Decisions like this might have contributed to what appears to be a slight slowdown in the growth rate of tourists visiting the city this year.
Julie Wagner, chief executive of the Beverly Hills Conference and Visitors Bureau, estimated that the increase in tourists this year compared with last year is in the single digits, down from year-over-year double-digit percentage increases in previous years. More precise figures won’t be available until early next year.
The bureau issued a report in January that said 1.5 million people – 24 percent of all tourists – visited the city in 2014 via tour buses, spending an average $137 each. That came to $205 million in direct spending from tour bus visitors last year.
Wagner said that the biggest surge in tourists typically occurs in the summer months, followed by the holiday season.
After closing the pickup and drop-off site on Rodeo near the Louis Vuitton USA store in January, city officials had promised to have replacement locations in time for the summer tourist season. What emerged instead was a partial solution: two new stops near City Hall, which is at the northeast edge of the Golden Triangle. The other major tour bus stop is on Third Street, east of the city library and behind the courthouse.
It wasn’t until a couple of months ago that city officials settled on the site near the Montage as the replacement stop near the center of the Golden Triangle. But the weight limit renders it useless for many tour operators.
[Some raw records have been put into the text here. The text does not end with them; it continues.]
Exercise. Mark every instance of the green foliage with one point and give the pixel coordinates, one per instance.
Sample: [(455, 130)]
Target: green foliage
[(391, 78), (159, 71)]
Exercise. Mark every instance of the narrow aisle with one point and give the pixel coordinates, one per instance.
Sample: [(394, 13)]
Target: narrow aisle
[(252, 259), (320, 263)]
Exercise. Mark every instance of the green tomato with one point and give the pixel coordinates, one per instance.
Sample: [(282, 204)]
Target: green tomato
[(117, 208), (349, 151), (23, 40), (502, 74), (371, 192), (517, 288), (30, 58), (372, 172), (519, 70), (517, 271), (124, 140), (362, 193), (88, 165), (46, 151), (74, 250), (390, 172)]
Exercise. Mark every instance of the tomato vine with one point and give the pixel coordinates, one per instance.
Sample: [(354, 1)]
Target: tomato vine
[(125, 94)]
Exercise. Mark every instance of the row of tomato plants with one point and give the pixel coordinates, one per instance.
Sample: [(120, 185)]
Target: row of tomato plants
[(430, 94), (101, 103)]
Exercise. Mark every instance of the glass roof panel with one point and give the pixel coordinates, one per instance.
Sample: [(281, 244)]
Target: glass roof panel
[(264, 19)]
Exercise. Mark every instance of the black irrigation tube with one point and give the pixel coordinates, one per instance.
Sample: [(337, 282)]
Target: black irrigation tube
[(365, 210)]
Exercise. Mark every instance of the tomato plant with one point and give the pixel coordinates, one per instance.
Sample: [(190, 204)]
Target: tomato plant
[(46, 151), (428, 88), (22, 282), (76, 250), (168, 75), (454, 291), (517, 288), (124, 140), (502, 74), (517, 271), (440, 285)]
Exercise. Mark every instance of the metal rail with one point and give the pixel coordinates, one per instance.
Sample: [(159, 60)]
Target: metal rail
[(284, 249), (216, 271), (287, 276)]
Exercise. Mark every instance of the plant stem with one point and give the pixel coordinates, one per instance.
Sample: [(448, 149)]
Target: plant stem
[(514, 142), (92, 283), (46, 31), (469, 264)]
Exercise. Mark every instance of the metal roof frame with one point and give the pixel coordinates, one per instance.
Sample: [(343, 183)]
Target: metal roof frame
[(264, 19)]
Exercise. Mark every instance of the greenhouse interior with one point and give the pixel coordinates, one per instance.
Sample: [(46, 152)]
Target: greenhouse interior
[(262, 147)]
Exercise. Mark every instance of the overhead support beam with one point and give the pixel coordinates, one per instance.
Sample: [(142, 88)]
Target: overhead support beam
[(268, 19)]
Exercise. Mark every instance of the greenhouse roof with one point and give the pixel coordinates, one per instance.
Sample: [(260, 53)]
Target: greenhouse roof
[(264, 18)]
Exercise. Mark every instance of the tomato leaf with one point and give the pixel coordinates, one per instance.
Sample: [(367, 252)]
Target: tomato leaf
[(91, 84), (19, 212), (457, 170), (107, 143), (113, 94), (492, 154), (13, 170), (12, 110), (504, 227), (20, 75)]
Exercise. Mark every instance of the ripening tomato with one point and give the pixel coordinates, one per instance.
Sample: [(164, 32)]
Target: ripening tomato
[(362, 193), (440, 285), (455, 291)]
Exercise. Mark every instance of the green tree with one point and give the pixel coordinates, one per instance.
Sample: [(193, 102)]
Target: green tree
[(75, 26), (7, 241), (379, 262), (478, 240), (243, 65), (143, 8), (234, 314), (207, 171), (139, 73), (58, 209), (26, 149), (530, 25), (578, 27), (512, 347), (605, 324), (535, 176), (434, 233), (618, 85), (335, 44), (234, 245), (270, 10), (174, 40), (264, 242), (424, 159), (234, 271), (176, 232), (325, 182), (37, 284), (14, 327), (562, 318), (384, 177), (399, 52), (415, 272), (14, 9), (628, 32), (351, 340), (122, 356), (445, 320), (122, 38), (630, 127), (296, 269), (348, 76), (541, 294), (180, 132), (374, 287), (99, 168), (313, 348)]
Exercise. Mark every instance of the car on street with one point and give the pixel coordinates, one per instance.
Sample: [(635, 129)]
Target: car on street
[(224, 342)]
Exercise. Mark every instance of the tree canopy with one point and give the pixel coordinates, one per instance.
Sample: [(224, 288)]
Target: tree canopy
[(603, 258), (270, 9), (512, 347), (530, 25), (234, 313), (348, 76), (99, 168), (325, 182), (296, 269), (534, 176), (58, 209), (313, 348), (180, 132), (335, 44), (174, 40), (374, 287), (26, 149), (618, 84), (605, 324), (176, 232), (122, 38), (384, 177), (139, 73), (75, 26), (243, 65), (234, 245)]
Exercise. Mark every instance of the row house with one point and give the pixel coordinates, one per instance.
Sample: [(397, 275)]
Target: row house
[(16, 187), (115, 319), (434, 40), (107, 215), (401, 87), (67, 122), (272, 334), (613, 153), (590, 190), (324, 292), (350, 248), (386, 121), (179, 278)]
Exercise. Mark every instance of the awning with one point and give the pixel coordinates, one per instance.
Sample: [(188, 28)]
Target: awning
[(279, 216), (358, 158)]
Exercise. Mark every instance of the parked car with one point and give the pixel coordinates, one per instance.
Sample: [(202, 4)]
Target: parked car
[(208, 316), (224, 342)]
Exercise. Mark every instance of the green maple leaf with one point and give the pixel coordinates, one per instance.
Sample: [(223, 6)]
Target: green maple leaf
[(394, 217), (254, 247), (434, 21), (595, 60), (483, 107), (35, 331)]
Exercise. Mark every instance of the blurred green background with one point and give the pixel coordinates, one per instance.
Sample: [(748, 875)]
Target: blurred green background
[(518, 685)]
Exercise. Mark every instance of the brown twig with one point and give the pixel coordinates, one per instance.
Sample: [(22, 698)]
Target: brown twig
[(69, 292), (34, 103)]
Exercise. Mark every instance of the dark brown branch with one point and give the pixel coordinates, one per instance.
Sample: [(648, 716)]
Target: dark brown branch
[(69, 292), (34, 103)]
All of the coaches used by Nada, for example, are well over 10,000 pounds, with the standard coach weighing in at 45,000 pounds.
“Even our minibus that seats 23 people is 28,000 pounds,” said Kenny Hosokawa, the company’s general manager.
Hosokawa said the weight limit was not an issue for his company, but would impact his tour operator clients who hire his buses and drivers.
Steven Donaldson, owner of the Big Red Bus Co. in Hollywood, said he runs two double-decker buses a day along Rodeo. While he understands the safety and congestion concerns that drove the city’s weight limit, he said it will hurt his business and probably force him to buy one or two more smaller vans.
“No question that the lanes on Rodeo are very narrow; our drivers have just a couple inches clearance on either side. So I get why the city is acting,” Donaldson said. “But our passengers aren’t going to want to walk down from Santa Monica Boulevard, so I’m probably going to have to buy one or two more of those 14-passenger vans to comply with this.”
StarLine, however, has many more buses in Beverly Hills and would thus be hit much harder.
An attorney for the company told the Business Journal last week that the tour operator strongly opposes the new restriction and will almost certainly challenge it in court on constitutional grounds.
“There’s a 100 percent chance that we will contest this statute, either on its face or when the first enforcement citation is issued,” said Jason Lieber, a founding partner in downtown L.A. law firm Lieber Williams & Labin.
Earlier this month, Lieber was the sole voice before the City Council opposing the weight restriction, which passed unanimously. After laying out the case for the ordinance violating the “commerce clause” in the U.S. Constitution, he had this to say:
“StarLine is by far the largest tour company in the city. They are diligent, almost neurotic about compliance and safety issues. They drug test and background check every employee. And most importantly for the residents and in terms of keeping the peace, StarLine, unlike other companies, uses headphones. There’s no loud noise coming from their vehicles. So this is not a bad actor and this is a company that pays taxes. I ask this body to take all those things into consideration … and reject this statute.”